Source:   In The Shadow Of The Lost Pine
A HISTORY OF BASTROP COUNTY AND ITS PEOPLE

Bastrop Methodist Church
Oldest In Southwest Texas
By Lucy R. Maynard
(Oct. 14, 1952)
   In studying the early cultural activities of people living at this place on the Colorado River, we read:
   “A party was usually an all-night affair since it was dangerous for the guests to return to their homes after dark. Mrs. Josiah Wilbarger Chambers recalled one such celebration which she said took place in Bastrop in the early 1830’s. A priest from San Antonio mission came to perform religious ceremonies for twenty-five couples who had been married by common contract. The wedding and the subsequent celebration took place in a two-story house in the southern part of the town which was a combination dance hall, courthouse and meeting house. After the ceremony, a feast was spread and the settlers made merry until daylight.”

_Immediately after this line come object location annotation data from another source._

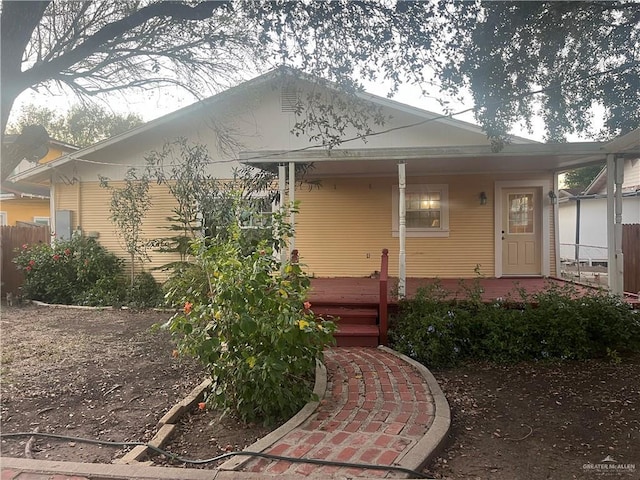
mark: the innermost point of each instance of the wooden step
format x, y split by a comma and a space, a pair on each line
349, 335
347, 315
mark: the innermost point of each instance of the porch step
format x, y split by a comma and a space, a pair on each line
357, 335
343, 315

   In 1832, James Gilliland moved to a place on the Colorado thirteen miles below Austin and built Moore’s Fort, about where Webberville is now. Gilliland was a Methodist exhorter and though not a licensed preacher, spent his free time riding bout the countryside gathering people together for religious services, and we read:
   “This lay preaching of Gilliland took him to the little settlement of Bastrop one Sunday morning in the spring of 1833. A meeting was held in the incomplete storehouse of Jesse Holderman. Planks were placed on boxes or kegs for seats and a barrel was used as a pulpit. On that memorable Sunday morning the first Methodist Church within the bounds of what is now our Conference was organized. The white people, Mr. and Mrs. C. Anderson, Mr. and Mrs. Boyce, Mr. and Mrs. Delaplane, Mr. and Mrs. Brisband, Mrs. Sara McGehee, Mrs. Christian, and one Negro woman, Cecelia Craft, who belonged to Mrs. Samuel Craft, of Craft’s Prairie, became the charter members.”
   One account says that the brother of Mrs. Harriet Taylor (daughter of Samuel Craft of Craft’s Prairie) arrived home one Saturday saying that church services were to be held the next day in Bastrop. Mrs. Taylor and her brother rode in on horseback to the meeting. However, their names do not appear on the roster. Cecilia Craft was probably the maid who accompanied Mrs. Taylor.
   How often this group held services we do not know, because at that time, Protestant religious services were illegal and strictly forbidden. The Roman Catholic Church was the only religion permitted by the Mexican Government.